In the 18th and 19th centuries Leonardo’s painting was a popular exhibit among museum visitors, but didn’t have any particular fame and wasn’t regarded as any more special than the numerous other artworks exhibited there.

Although some academic interest in the painting’s subject – most commonly thought to be Lisa Gherardini, wife of the Florentine merchant Francesco del Giocondo – stirred in the 19th century, her real fame didn’t arrive until 1911.

This is when the painting was stolen from the Louvre, a crime that became a sensation and a cause celèbre in France, even more so when the painting was finally found in 1913 after the thief had attempted to sell it in Italy.

The fame of the painting and the crime inspired contemporary artists such as Marcel Duchamp who created a playful reproduction of Mona Lisa (complete with beard and moustache) which in turn enhanced the painting’s recognition. The artistic trend continued with everyone from Andy Warhol to the ubiquitous student posters of Mona Lisa smoking a joint.

Former chairman of the French Communist Party Robert Hue views moustachioed Mona Lisa by dadaist painter Marcel Duchamp, lent out by his party for the first time for an exhibition in January 2002. Photo by NICOLAS ASFOURI / AFP

A tour of the painting to the US in 1963 and to Japan in 1974 further enhanced the celebrity status.

21st century

These days it’s perhaps accurate to say that the painting is simply famous because it’s famous. As the best-known piece of art in the world it’s automatically on many tourists’ ‘must see’ list when they come to Paris – and a lot of tourists come to Paris (roughly 44 million per year).

Meanwhile the Louvre is the most-visited museum in the world, attracting roughly 9 million visitors a year.

Although some visitors find the painting itself disappointing (it’s very small, just 77cm by 53cm) the most common complaint is that the room is too crowded – many people report that it’s so jammed with visitors that it’s hard to even see the picture never mind spend time contemplating the artwork.

Should I go and see it?

It really depends on what you like – if your taste in art is firmly in the more modern camp then you probably won’t find that this painting particularly speaks to you. You will, however, find a lot in Paris that is much more to your taste, running from the Musée d’Orsay (mostly art created between 1848 and 1914) to the Pompidou Centre (featuring contemporary and experimental art) and much, much more.

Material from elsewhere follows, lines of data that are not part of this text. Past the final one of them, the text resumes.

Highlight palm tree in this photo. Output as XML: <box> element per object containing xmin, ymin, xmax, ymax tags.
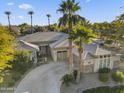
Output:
<box><xmin>5</xmin><ymin>11</ymin><xmax>11</xmax><ymax>32</ymax></box>
<box><xmin>46</xmin><ymin>14</ymin><xmax>51</xmax><ymax>28</ymax></box>
<box><xmin>57</xmin><ymin>0</ymin><xmax>84</xmax><ymax>72</ymax></box>
<box><xmin>28</xmin><ymin>11</ymin><xmax>34</xmax><ymax>33</ymax></box>
<box><xmin>71</xmin><ymin>24</ymin><xmax>95</xmax><ymax>83</ymax></box>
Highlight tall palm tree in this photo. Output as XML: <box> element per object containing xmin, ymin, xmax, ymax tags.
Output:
<box><xmin>5</xmin><ymin>11</ymin><xmax>11</xmax><ymax>32</ymax></box>
<box><xmin>57</xmin><ymin>0</ymin><xmax>84</xmax><ymax>73</ymax></box>
<box><xmin>28</xmin><ymin>11</ymin><xmax>34</xmax><ymax>33</ymax></box>
<box><xmin>71</xmin><ymin>24</ymin><xmax>95</xmax><ymax>83</ymax></box>
<box><xmin>46</xmin><ymin>14</ymin><xmax>51</xmax><ymax>28</ymax></box>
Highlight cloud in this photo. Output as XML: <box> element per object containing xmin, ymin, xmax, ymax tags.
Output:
<box><xmin>17</xmin><ymin>16</ymin><xmax>24</xmax><ymax>19</ymax></box>
<box><xmin>86</xmin><ymin>0</ymin><xmax>91</xmax><ymax>3</ymax></box>
<box><xmin>18</xmin><ymin>4</ymin><xmax>33</xmax><ymax>10</ymax></box>
<box><xmin>7</xmin><ymin>2</ymin><xmax>15</xmax><ymax>5</ymax></box>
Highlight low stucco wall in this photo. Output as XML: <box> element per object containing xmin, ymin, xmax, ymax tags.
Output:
<box><xmin>14</xmin><ymin>63</ymin><xmax>68</xmax><ymax>93</ymax></box>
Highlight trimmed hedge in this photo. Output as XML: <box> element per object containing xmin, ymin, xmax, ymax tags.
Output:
<box><xmin>82</xmin><ymin>86</ymin><xmax>124</xmax><ymax>93</ymax></box>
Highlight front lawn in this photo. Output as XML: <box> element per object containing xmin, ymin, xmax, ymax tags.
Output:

If, however, Renaissance art is your bag then you’ll struggle to find a finer example of it than Mona Lisa, with her beautiful brushwork, detailed and intriguing background and realistic presentation.

If you do decide to visit, then be prepared for the gallery to be crowded – the Louvre now operates on a pre-booking basis but even having a pre-booked ticket won’t save you from the crowds.

If possible try to avoid the summer and school holidays and prioritise weekdays over weekends – the early morning or late evening slots tend to be a little quieter than others, but you’re going to have to be prepared to share her with many other art-lovers.